3.4.7 O HIV e a AIDS na comunidade

Parte da literatura assinalou que o surgimento do HIV e da AIDS desencadeou um estresse coletivo em todo o mundo, independentemente dos aspectos sócio-culturais ou econômicos. As abordagens epidemiológicas e médicas em torno deste agravo avançaram mais rapidamente do que a capacidade social de acompanhá-las, deixando a sociedade, de certa forma, desorientada no contexto dessa turbulência (VIGNALE & CALANDRIA, 1999).

Para alguns autores, a AIDS parte de um princípio biológico, avança por caminhos epidemiológicos, cruza a fronteira ideológica e transcende fenômenos e relações individuais e sociais de toda ordem existente. Especialmente porque envolve temas polêmicos como o sexo e a morte (BASTOS & BARCELLOS, 1995; CRUZ, 1999; GUIMARÃES & FERRAZ, 2001; SOARES, 1998).

Segundo os estudiosos, a resposta emocional que mais intensamente se definiu no sentimento coletivo em relação à AIDS, foi o medo da contaminação pelo HIV. Argumentaram que isto se deu devido à identificação desta com a perda da integridade física e da própria vida. Associado à ignorância e ao preconceito, surgiu o “sentimento de impotência e insegurança como o espectro de desespero contemporâneo” (MENEGHIN, 1996, p. 400).

De acordo com vários pesquisadores, ao vincular a infecção pelo HIV a transgressões comportamentais, esse cenário adquiriu um tom místico, no sentido de que tal infecção pode representar um justo castigo a um pecador. Os autores destacaram que essa percepção, na atualidade, é mais arraigada entre idosos, os quais tendem a ser mais conservadores em relação a minorias comportamentais e a comportamentos emergentes. (FIGUEIREDO & MARCOS, 1997; FRANÇA, 2000; MENEGHIN, 1996; SANTIAGO, 1998; SOARES, 1998).

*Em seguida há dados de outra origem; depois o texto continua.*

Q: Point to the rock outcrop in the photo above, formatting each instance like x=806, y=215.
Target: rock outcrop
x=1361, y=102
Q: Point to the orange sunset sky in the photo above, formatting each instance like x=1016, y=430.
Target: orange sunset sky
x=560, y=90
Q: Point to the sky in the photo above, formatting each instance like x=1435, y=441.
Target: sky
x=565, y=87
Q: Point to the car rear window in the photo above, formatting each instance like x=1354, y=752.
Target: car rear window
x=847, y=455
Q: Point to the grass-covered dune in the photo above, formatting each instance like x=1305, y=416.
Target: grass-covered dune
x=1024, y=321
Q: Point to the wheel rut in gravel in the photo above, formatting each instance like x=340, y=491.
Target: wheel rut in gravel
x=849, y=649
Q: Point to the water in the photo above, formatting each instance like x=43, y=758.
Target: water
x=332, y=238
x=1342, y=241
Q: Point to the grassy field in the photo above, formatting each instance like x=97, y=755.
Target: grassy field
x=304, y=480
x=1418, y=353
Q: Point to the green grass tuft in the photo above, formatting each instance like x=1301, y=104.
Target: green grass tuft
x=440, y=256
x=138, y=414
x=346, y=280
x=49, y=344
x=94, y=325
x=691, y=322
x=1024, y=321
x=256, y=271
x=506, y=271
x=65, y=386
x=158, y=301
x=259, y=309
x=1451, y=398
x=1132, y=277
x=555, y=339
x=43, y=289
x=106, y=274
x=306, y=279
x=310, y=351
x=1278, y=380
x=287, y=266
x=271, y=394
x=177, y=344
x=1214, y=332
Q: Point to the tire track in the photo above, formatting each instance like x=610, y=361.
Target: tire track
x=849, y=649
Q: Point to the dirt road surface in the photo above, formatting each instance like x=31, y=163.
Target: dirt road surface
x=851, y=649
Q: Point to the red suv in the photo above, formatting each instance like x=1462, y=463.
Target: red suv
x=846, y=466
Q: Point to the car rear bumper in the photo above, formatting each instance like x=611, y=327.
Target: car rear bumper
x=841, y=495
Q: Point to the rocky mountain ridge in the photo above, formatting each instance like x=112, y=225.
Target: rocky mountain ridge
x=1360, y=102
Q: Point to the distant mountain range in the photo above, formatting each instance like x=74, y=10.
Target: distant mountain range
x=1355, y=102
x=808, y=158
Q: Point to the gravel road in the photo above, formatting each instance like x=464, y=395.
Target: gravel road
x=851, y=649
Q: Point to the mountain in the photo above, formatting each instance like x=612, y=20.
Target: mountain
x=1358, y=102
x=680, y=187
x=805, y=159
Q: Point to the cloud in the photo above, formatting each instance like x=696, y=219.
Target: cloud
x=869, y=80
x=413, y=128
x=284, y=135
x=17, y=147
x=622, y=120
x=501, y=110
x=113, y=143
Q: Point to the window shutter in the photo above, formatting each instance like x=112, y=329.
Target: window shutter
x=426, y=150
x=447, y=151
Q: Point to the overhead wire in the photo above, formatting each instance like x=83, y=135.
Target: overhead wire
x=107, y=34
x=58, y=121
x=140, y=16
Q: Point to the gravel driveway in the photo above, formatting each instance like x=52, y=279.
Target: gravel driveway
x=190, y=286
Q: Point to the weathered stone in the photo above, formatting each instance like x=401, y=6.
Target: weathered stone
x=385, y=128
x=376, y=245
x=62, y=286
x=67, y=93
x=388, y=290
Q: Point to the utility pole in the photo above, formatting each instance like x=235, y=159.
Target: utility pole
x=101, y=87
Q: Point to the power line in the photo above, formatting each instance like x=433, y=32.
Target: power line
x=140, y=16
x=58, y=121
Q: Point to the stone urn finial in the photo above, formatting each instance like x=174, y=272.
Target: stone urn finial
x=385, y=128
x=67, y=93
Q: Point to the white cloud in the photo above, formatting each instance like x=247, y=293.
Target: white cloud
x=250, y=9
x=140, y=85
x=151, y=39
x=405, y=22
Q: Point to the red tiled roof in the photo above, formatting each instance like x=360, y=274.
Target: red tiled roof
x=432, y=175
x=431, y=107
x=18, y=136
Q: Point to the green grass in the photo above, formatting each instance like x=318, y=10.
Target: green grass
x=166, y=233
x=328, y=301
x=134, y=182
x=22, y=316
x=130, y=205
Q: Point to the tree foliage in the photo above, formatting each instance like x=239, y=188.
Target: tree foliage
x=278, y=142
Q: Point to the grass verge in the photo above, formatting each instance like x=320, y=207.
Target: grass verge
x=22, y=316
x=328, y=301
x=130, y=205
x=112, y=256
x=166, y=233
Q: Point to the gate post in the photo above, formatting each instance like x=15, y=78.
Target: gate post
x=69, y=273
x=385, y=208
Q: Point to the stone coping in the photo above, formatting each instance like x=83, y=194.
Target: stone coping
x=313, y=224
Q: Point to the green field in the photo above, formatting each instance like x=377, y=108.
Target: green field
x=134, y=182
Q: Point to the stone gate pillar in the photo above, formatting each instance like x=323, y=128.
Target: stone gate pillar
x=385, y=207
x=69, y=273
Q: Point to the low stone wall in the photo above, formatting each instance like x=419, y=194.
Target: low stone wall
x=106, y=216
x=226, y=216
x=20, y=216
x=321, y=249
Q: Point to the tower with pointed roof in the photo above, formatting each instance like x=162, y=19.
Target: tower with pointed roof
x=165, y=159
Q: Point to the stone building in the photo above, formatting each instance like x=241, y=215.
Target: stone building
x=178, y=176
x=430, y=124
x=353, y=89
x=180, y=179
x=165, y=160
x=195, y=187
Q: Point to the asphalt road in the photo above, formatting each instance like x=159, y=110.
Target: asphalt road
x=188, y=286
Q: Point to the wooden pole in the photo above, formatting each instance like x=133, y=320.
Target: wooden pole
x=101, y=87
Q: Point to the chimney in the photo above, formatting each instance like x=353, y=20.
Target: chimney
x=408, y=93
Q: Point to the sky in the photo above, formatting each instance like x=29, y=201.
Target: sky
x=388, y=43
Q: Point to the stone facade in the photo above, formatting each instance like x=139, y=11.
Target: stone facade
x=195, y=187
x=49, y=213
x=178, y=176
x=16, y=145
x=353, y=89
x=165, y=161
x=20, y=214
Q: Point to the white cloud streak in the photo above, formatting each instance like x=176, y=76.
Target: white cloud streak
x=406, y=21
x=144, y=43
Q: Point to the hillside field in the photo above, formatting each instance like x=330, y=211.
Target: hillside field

Tomando como base as pesquisas de Guimarães & Ferraz (2001); Souto (2004a), o risco, em outras epidemias, geralmente é um fator sobre o qual o indivíduo tem controle limitado. A probabilidade da pessoa ser afetada pela doença, pode ser justificada pela fatalidade ou condicionantes sócio-políticos e ambientais. A infecção pelo HIV, segundo esses autores, pode ser negociada entre o indivíduo infectado e o não infectado, de modo que a escolha e a atitude da pessoa podem influenciar o risco dela ser atingida pela epidemia. O que há de sócio-político ou ambiental aqui, segundo as pesquisas, é no que isto influencia ou determina a tomada de atitude por parte do

indivíduo, como o acesso à educação e às oportunidades sociais, assim como a sua compreensão de cidadania, justiça e convívio democrático. Configura-se, neste caso, o conceito de vulnerabilidade, utilizado na abordagem epidemiológica da infecção pelo HIV, diferente do conceito de risco. Aqui, variáveis ambientais, sócio-culturais, políticas e individuais interagem na determinação da probabilidade da pessoa se infectar (Idem).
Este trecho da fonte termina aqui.